The hunt for a cancer cure should be treated with as much urgency as the Ebola outbreak, says US Vice-President Joe Biden.
He said he had dreamed of being the president that cured cancer and believed it was possible.
He is now leading the US “cancer moonshot” programme to cure cancer.
He told scientists their success could “literally change the world” but criticised the barriers to getting on clinical trials.
In a speech to American Society of Clinical Oncology annual meeting he said: “[When] we were worried about Ebola we were able to aggregate tens of millions of dollars and the entire US military because the World Health Organization couldn’t handle it.
“That’s the kind of urgency we need with regard to cancer.”
In January, President Barack Obama announced the $1bn (£710m) “moonshot” and that Joe Biden would lead it.

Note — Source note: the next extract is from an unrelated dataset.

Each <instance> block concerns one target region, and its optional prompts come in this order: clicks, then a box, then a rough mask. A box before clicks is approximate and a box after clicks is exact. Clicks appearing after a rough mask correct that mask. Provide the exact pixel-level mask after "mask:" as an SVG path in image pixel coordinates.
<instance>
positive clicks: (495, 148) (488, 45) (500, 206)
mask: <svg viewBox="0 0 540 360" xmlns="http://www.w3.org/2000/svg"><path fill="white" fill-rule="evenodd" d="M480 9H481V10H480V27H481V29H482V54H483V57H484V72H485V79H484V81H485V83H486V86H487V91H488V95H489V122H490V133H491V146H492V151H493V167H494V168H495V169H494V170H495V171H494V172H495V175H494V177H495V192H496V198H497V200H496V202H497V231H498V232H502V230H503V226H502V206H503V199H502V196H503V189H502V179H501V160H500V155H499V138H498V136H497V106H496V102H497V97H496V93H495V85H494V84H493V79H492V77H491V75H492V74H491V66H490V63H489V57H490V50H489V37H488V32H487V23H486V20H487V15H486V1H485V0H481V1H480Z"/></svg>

The vice-president said: “If I could have done anything I would have wanted to be the president that ended cancer as we know it because I believe it is now possible.”
It is a personal mission for Mr Biden, who lost his son Beau to brain cancer at the age of 46 last year.
He told the meeting of 30,000 of the world’s leading cancer scientists and doctors that his son had been able to take part in pioneering clinical trials.
But “what about the 96% of people” who miss out, he asked, and called for new measures to help the poorest patients take part.
“Nobody should have to forgo a critical clinical trial because they cannot afford the gas to get there or a baby sitter at home,” he said.
His speech referenced many of the major themes that have emerged at the meeting in Chicago including the transformative power of immunotherapy and the unparalleled understanding of the genetics of cancer.
“[They are] offering profound promise that wasn’t there five years ago,” he said.
But Mr Biden said the progress could be much faster if only scientists worked closely together.
He said: “Imagine if we all worked together… shared the data behind breakthroughs so that the field as a whole can move forward faster and avoid unnecessary redundancy.
“The whole world is looking to you, your success can literally change the world. We need you now more than we ever have.”
Dr Deborah Mayer, one of the expert advisers to the moonshot, said there had been terrific progress in cancer science and the field was now at a “tipping point”.
Huge breakthroughs in harnessing the power of the immune system to attack tumours or in tailoring drugs to the weak spot in individual patients’ tumours are already helping patients.
In the US, five-year cancer survival has increased from 30% in 1950 to 48% in 1975 and 68% in 2010.
Dr Mayer told reporters that the moonshot would act as a catalyst to bring breakthroughs to patients faster.
“Hopefully it will close that 17-year gap between what we know and what we do.
“The benefit to patients of this moonshot is we will move forward to enhanced treatments, we’re going to find cancers earlier when they’re more curable and we’re going to figure out how to prevent them.”
The American Society of Clinical Oncology has recommended four key areas the moonshot needs to deal with.
- Shortening the time needed to perform trials and bring drugs to market
- Developing tests that show which targeted therapies will benefit patients
- Increasing data sharing between companies, researchers and hospitals
- Boosting collaboration in the cancer field
The organisation’s president Dr Julie Vose said: “The Moonshot Initiative can be a vehicle for major new progress against cancer.”